„Die Blessuren, die auch die Fertigungsbetriebe der Hightech-Elektronik in den vergangenen zwei Jahren erlitt, ist nur zum Teil der derzeitigen gesamtgesellschaftlichen Lage zuzuschreiben“, ist Matthias Sester, Mitgesellschafter und Geschäftsführer der Fritsch Elektronik GmbH überzeugt, „Allokation, um nur eines der derzeit gravierendsten Mankos zu nennen, ist lediglich die Spitze des Eisbergs. Am Beispiel extremer Bauteilknappheit wird nur deutlich, wie empfindlich es EMS-Unternehmen treffen kann, wenn sie sich nicht vorausschauend und mit der Bereitschaft zur Veränderung auf die Zukunft ausrichten.
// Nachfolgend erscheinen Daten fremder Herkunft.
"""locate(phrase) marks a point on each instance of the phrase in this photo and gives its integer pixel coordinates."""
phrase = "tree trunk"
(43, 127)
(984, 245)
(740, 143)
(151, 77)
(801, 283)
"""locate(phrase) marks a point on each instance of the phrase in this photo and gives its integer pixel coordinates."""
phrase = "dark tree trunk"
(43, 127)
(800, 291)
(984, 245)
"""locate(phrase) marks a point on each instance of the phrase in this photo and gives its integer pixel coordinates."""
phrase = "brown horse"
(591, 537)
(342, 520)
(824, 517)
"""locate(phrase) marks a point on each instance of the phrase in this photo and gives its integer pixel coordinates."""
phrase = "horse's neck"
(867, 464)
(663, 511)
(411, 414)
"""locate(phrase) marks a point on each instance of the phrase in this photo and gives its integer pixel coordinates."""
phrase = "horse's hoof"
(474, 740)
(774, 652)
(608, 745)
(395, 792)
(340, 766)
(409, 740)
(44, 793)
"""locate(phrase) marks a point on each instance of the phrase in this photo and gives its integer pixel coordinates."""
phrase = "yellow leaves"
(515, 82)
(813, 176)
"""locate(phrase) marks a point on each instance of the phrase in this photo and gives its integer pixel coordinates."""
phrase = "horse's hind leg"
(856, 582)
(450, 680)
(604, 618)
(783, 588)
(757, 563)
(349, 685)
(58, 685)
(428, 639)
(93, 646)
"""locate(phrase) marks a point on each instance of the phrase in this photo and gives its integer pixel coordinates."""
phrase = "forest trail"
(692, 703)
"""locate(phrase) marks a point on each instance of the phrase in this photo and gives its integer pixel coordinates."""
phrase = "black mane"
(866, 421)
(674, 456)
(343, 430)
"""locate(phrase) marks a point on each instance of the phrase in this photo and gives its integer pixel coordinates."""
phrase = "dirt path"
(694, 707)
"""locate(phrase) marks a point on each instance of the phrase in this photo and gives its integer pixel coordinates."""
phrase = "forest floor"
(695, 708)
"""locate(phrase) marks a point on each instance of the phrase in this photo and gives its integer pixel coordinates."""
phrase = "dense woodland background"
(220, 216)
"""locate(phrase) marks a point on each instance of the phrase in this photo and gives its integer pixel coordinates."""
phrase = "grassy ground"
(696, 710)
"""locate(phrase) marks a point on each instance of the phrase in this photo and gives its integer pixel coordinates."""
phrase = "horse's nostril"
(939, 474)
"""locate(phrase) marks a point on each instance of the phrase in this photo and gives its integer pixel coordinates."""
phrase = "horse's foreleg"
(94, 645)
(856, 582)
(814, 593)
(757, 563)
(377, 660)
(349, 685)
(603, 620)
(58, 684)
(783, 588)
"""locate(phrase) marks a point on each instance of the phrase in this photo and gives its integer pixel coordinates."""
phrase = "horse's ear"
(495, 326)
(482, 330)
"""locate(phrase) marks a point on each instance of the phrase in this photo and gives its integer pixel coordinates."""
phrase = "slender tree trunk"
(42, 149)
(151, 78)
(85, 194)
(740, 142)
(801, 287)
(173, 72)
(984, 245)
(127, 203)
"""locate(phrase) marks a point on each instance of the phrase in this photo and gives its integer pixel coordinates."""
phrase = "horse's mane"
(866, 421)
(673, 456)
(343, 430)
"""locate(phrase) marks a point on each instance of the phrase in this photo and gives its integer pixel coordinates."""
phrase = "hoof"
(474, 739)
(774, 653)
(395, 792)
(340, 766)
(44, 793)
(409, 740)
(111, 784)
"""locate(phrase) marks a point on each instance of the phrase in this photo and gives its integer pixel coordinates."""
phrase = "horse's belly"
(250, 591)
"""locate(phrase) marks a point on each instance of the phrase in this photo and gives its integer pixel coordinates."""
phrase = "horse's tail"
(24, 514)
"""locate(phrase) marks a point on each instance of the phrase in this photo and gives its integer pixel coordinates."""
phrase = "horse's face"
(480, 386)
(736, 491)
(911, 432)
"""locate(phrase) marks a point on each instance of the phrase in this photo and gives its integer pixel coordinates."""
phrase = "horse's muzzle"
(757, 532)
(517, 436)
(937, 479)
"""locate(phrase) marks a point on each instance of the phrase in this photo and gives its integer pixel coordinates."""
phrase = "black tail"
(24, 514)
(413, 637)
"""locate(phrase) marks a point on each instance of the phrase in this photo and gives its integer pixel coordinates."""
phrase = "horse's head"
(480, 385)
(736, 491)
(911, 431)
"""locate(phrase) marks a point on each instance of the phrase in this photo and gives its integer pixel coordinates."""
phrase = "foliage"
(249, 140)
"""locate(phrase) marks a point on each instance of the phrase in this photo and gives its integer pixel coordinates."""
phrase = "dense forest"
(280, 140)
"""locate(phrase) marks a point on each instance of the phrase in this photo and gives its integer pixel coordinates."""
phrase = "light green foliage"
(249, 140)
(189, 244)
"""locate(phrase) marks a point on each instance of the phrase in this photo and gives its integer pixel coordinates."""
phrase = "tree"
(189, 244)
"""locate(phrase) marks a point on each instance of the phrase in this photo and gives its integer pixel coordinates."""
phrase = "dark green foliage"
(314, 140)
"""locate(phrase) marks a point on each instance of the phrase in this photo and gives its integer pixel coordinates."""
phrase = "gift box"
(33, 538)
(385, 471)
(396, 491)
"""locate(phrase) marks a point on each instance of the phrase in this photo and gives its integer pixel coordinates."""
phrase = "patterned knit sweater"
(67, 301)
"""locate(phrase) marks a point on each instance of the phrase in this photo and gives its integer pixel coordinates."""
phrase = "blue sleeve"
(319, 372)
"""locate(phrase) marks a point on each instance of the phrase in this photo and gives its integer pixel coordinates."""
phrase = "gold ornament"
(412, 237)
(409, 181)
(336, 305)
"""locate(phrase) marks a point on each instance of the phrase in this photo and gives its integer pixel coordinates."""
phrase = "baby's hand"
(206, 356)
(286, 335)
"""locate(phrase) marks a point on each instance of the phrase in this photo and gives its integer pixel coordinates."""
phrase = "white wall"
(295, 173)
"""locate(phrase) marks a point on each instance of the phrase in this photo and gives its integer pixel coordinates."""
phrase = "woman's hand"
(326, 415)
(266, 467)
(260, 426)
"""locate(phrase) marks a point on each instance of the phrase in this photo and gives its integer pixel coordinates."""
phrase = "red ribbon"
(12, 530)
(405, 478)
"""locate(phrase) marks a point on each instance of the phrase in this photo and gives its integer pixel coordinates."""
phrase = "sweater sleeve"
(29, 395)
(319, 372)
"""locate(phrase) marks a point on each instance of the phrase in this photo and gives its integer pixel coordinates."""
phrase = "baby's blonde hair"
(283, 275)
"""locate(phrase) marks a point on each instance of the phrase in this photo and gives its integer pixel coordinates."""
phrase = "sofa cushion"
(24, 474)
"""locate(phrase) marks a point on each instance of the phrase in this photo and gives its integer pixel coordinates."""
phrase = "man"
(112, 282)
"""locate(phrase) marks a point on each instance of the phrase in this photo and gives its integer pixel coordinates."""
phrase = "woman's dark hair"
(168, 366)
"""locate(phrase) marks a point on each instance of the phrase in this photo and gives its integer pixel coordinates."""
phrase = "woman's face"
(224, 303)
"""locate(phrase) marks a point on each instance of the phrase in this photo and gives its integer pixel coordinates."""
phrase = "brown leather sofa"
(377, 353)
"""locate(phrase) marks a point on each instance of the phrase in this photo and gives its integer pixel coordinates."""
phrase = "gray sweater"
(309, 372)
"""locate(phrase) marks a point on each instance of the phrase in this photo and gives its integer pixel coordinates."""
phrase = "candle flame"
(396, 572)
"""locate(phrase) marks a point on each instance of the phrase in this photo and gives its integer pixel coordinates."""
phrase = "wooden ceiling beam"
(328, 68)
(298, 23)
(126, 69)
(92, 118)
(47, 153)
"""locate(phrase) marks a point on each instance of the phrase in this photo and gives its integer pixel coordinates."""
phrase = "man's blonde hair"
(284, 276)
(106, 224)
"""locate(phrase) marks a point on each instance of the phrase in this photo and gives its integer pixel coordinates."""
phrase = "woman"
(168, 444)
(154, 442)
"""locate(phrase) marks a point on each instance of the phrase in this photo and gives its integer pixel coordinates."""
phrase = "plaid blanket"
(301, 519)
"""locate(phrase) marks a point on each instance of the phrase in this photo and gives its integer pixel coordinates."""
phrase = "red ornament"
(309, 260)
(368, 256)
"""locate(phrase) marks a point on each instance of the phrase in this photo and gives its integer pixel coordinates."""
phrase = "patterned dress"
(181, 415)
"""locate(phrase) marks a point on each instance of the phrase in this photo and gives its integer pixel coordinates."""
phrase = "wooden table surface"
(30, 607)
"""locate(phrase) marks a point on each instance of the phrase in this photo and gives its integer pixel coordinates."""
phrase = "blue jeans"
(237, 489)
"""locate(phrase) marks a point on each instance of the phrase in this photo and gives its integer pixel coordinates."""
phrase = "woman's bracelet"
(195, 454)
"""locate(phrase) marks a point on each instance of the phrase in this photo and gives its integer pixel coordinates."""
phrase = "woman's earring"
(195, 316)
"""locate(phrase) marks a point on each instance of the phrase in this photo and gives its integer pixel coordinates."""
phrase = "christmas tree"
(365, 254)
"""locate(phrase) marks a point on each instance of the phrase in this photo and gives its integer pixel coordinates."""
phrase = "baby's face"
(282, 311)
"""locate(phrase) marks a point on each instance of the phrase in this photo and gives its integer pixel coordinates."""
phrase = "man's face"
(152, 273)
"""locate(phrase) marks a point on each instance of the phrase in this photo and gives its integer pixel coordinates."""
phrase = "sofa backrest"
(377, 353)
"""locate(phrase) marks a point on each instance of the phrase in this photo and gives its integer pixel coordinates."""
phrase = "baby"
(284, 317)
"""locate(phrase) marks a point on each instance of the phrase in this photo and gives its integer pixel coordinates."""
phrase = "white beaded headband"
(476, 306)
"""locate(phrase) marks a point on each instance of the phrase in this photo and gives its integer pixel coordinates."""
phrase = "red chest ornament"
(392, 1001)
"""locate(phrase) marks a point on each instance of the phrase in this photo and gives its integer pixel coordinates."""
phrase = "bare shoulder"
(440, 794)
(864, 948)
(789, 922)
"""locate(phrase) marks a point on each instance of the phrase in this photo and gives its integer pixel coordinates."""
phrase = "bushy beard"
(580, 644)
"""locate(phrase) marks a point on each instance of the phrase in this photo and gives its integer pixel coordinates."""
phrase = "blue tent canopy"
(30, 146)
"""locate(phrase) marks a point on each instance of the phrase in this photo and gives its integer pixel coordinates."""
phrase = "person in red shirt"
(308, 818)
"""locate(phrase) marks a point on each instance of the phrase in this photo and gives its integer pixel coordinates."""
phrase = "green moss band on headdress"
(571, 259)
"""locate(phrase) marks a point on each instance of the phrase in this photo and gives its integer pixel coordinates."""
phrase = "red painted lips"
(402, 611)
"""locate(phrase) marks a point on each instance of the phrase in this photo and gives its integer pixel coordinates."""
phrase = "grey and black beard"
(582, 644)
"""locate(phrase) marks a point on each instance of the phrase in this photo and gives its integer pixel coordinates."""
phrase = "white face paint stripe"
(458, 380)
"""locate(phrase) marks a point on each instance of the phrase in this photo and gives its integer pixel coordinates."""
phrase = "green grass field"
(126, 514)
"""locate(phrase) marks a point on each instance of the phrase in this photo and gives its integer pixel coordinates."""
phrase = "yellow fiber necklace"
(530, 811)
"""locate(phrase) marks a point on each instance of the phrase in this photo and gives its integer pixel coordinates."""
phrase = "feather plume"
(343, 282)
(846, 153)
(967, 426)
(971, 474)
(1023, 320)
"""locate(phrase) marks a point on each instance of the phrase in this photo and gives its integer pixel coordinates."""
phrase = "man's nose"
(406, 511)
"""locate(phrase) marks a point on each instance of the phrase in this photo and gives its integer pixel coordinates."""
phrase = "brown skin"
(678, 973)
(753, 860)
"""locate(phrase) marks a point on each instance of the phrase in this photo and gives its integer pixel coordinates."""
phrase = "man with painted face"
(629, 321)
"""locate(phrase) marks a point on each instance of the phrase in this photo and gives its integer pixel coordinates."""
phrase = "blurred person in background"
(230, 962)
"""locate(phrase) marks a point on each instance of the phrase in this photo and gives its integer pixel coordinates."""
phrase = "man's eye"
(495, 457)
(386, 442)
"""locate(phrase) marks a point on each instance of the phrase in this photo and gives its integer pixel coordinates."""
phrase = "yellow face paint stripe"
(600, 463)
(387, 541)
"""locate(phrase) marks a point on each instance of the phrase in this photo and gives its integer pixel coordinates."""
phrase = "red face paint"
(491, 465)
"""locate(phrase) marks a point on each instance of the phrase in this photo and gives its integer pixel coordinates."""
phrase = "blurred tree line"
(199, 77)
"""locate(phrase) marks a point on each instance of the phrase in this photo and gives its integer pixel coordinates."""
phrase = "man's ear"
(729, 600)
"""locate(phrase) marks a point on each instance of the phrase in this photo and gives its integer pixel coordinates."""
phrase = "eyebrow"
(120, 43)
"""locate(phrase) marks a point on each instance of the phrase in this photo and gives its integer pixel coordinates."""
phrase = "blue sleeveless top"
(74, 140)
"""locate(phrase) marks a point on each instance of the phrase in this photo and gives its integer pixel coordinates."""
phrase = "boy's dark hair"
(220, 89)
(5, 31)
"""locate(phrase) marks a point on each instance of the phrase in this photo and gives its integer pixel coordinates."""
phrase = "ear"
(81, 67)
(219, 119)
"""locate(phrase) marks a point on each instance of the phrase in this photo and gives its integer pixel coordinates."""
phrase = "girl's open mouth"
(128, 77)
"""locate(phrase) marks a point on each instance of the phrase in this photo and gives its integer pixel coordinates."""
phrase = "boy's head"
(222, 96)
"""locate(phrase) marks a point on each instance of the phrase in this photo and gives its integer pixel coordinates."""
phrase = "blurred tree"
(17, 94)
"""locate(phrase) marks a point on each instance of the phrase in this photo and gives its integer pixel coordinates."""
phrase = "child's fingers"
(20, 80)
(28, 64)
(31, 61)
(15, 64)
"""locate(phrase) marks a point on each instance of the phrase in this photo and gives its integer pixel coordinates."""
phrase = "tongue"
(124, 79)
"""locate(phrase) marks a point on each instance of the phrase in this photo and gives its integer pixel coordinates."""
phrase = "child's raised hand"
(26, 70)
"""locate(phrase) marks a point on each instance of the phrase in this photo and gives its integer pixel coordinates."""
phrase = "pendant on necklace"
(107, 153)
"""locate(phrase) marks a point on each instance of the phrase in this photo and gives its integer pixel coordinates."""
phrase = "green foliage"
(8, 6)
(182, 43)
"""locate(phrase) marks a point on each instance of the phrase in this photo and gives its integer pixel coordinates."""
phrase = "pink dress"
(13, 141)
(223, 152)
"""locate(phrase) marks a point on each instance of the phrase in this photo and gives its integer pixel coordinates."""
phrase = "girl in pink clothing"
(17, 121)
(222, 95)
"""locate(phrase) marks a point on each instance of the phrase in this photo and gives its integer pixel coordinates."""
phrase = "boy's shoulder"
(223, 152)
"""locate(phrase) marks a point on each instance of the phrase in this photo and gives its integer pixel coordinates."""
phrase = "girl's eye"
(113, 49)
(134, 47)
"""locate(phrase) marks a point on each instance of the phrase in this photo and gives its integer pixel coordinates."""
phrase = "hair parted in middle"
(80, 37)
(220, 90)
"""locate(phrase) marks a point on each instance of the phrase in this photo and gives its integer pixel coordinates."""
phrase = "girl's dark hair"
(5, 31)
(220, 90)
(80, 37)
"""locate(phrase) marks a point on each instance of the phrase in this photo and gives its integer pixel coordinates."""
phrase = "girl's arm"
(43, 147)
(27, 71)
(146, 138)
Wir alle müssen lernen aus der Asche des Vergangenen herauszukommen, neue Wege zu gehen.“
EMS-Marktentwicklung: Veränderungen nicht nur Corona bedingt
Mit Dieter G. Weiss, Analyse-Experte des EMS-Marktes und Andreas Mangler, Marketingstratege und Mitglied der Geschäftsleitung der Rutronik GmbH, Distributor elektronischer Bauelemente, holte man sich bei Fritsch zum TechDay zwei Referenten ins Haus, die die Situation des Elektronikmarktes klar umrissen:
A. Nachfrage
- Die Stellung Europas auf dem Weltmarkt für Elektronik ist weiterhin rückläufig und geht auf ca. 8 Prozent zurück. Zum Vergleich: Apple und Samsung generieren jeder für sich eine Nachfrage, die der ganz Europas entspricht.
- Die Produktion von Halbleitern/Silizium, selbst die in den feinsten Strukturen mit derzeit 3 bzw. 5nm, ist nur an zwei Orten in Asien möglich.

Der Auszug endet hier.